Velocity, speed, pace — they’re important. They make your Feedback loops shorter when you’re going in the wrong direction. They get you past the finish line sooner than the other person. They get you on to the next thing to you can experience more. Observe that I said “they’re important” and not “they’re the only important thing”. There’s a place for Festina lente.

Speed enables new workflows

Let’s say you’re trying to improve two recipes: (1) a slow-cook lasagna which takes 6 hours from start to finish and (2) a vinaigrette dressing which takes around 30 seconds. You’re going to err on the side of “think each change through before we try it” to the lasagna and “let’s just try it!” for the vinaigrette. The time they take changes the way you interact with the “improve the recipe” task.
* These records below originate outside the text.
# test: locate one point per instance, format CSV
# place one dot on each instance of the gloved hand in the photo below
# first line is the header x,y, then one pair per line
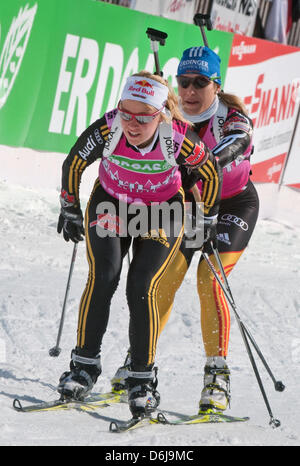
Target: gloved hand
x,y
210,234
70,221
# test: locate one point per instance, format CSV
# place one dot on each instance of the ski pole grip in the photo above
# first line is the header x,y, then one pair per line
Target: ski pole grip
x,y
157,36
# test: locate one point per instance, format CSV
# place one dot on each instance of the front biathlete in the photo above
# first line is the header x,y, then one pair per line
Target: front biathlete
x,y
137,168
221,121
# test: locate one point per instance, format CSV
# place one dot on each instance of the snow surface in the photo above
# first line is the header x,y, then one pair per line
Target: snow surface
x,y
33,275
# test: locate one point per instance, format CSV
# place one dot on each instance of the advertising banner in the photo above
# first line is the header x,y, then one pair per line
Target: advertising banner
x,y
266,76
291,175
234,15
180,10
63,63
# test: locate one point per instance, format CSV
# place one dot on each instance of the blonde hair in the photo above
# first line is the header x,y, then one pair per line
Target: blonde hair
x,y
172,101
233,101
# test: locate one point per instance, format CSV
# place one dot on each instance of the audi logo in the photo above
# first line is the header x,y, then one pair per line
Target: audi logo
x,y
234,219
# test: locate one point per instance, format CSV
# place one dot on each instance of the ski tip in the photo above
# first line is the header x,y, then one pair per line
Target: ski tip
x,y
17,405
114,427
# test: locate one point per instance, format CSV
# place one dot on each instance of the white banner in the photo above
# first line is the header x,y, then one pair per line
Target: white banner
x,y
179,10
291,176
234,16
266,76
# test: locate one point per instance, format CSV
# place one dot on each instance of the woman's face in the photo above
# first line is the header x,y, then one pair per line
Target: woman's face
x,y
195,101
136,133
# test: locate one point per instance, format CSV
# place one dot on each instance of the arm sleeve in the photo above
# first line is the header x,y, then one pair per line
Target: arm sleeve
x,y
237,132
88,148
208,170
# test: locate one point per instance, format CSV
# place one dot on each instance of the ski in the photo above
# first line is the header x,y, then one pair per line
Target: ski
x,y
134,423
206,417
101,400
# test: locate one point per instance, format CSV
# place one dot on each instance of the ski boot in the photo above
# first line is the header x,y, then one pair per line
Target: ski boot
x,y
215,395
118,382
77,383
143,398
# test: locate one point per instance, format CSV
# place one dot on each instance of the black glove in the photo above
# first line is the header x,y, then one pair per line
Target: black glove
x,y
70,222
210,234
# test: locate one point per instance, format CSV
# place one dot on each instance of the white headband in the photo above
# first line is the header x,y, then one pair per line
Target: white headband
x,y
145,90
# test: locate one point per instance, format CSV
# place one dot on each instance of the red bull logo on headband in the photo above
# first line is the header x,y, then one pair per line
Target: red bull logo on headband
x,y
144,83
144,88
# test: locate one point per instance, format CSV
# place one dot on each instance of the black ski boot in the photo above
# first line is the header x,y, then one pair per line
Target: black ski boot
x,y
216,392
77,383
118,382
143,398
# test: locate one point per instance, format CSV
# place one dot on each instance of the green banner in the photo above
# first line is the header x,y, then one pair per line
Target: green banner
x,y
63,63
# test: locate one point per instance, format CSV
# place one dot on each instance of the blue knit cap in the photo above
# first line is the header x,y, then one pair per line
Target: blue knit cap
x,y
200,60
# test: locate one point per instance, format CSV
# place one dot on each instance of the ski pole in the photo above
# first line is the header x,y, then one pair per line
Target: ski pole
x,y
202,20
278,385
156,37
274,422
55,351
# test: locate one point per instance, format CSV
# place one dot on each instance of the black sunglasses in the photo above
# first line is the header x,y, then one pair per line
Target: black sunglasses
x,y
198,82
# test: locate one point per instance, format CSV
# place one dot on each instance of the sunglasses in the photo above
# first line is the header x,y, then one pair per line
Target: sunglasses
x,y
141,118
198,82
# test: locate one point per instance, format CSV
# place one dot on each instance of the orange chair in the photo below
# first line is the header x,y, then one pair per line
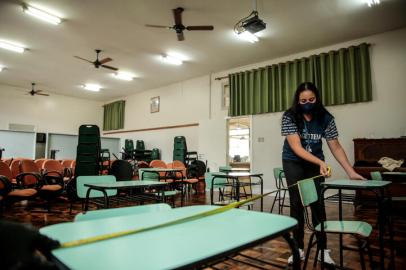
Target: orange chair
x,y
15,193
15,168
183,176
40,163
8,161
54,168
49,187
156,163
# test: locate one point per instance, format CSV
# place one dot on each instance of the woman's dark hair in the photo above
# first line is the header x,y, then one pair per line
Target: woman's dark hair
x,y
319,111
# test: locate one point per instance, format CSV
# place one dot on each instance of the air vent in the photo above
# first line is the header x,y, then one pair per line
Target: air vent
x,y
21,127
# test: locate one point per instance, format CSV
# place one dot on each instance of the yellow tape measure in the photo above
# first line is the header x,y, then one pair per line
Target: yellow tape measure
x,y
219,210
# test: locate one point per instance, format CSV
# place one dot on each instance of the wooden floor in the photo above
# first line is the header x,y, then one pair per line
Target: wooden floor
x,y
275,251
More generally, Fabian Giesen has noted that this kind of non-linear impact of velocity is common:

There are “phase changes” as you cross certain thresholds (details depend on the problem to some extent) where your entire way of working changes. … ​​There’s a lot of things I could in theory do at any speed but in practice cannot, because as iteration time increases it first becomes so frustrating that I can’t do it for long and eventually it takes so long that it literally drops out of my short-term memory, so I need to keep notes or otherwise organize it or I can’t do it at all.

Certainly if I can do an experiment in an interactive UI by dragging on a slider and see the result in a fraction of a second, at that point it’s very “no filter”, if you want to try something you just do it.

Once you’re at iteration times in the low seconds (say a compile-link cycle with a statically compiled lang) you don’t just try stuff anymore, you also spend time thinking about whether it’s gonna tell you anything because it takes long enough that you’d rather not waste a run.

Once you get into several-minute or multi-hour iteration times there’s a lot of planning to not waste runs, and context switching because you do other stuff while you wait, and note-taking/bookkeeping; also at this level mistakes are both more expensive (because a wasted run wastes more time) and more common (because your attention is so divided).

As you scale that up even more you might now take significant resources for a noticeable amount of time and need to get that approved and budgeted, which takes its own meetings etc.